Other key players who have spent considerable time on the disabled list include outfielder Chris Pettit and infielders Luis Figueroa and Matt Brown.

2. Major league promotions — Having players develop to the point of being useful to the parent club is the primary goal for Triple-A franchises. Winning, while important, is secondary.

This season, thanks in large part to injuries to the Angels, several Bees have been spent all season going back and forth between Salt Lake and Anaheim. Brandon Wood, Sean Rodriguez, Terry Evans and Bobby Wilson have all been earning frequent flier miles between the two spots.

A big problem is that when those players get called up to the Angels, they are put in reserve roles and they spend a week or two without getting regular playing time. Then when they return to Salt Lake, they're rusty.

"It's tough when guys are going up and down," said Wilson. "You're here one day and there the next and it makes it tough to get consistency in the lineup. But with the big league club getting healthy, we're getting back to full strength."

3. Season-long slumps — Brown was a Triple-A All-Star and a hero on the USA Olympic team last season. He tore up the Cactus League for the Angels in spring training, hitting better than .400.
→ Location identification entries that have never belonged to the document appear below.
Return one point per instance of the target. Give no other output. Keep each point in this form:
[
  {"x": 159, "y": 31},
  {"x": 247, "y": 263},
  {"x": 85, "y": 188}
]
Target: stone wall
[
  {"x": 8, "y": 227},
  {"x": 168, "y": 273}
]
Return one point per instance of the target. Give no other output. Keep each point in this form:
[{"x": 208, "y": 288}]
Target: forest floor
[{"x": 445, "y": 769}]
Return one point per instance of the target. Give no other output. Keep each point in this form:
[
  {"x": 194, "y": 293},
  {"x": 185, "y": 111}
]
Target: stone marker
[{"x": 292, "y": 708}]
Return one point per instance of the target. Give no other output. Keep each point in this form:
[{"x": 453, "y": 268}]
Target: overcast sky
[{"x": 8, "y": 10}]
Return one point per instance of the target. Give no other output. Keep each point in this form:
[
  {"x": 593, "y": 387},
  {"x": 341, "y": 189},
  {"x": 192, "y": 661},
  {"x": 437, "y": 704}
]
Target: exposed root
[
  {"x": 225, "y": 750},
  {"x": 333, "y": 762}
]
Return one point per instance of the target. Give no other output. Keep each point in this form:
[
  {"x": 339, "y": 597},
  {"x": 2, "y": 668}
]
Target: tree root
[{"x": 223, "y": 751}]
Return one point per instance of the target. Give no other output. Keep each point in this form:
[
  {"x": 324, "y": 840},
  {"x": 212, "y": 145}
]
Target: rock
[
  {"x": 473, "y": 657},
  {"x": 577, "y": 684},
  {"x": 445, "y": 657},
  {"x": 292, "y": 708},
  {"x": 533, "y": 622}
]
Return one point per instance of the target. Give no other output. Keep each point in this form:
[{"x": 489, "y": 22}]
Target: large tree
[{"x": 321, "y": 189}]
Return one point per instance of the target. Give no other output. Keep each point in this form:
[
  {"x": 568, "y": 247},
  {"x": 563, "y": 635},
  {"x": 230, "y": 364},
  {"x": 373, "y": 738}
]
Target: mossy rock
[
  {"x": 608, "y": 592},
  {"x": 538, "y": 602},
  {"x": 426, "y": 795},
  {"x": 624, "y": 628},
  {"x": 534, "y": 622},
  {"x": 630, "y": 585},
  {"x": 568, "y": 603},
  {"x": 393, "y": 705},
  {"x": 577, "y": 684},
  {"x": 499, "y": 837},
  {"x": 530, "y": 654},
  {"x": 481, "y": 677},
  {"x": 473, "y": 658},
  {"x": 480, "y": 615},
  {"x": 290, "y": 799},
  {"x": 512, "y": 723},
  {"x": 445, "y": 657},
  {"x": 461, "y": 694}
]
But he had a rough April with the Bees — when his batting average hovered around .200. Later he missed nearly a month of the season with an injury. Brown has been coming on of late, but his .231 average is still almost 90 points worse than a 2008 when he hit .320 with 21homers for the Bees.

He's not the only one who hasn't performed up to his '08 level.

Outfielder Adam Pavkovich hit .280 with 22 homers and 80 RBIs a year ago. This season, in 95 games, Pavkovich is hitting .243 with just four homers and 36 RBIs.

4. Pitching woes — To be honest, the Bees had many question marks concerning their pitching when the season began. Their offense looked to be so powerful that many felt that they could overcome that lack of pitching experience, however.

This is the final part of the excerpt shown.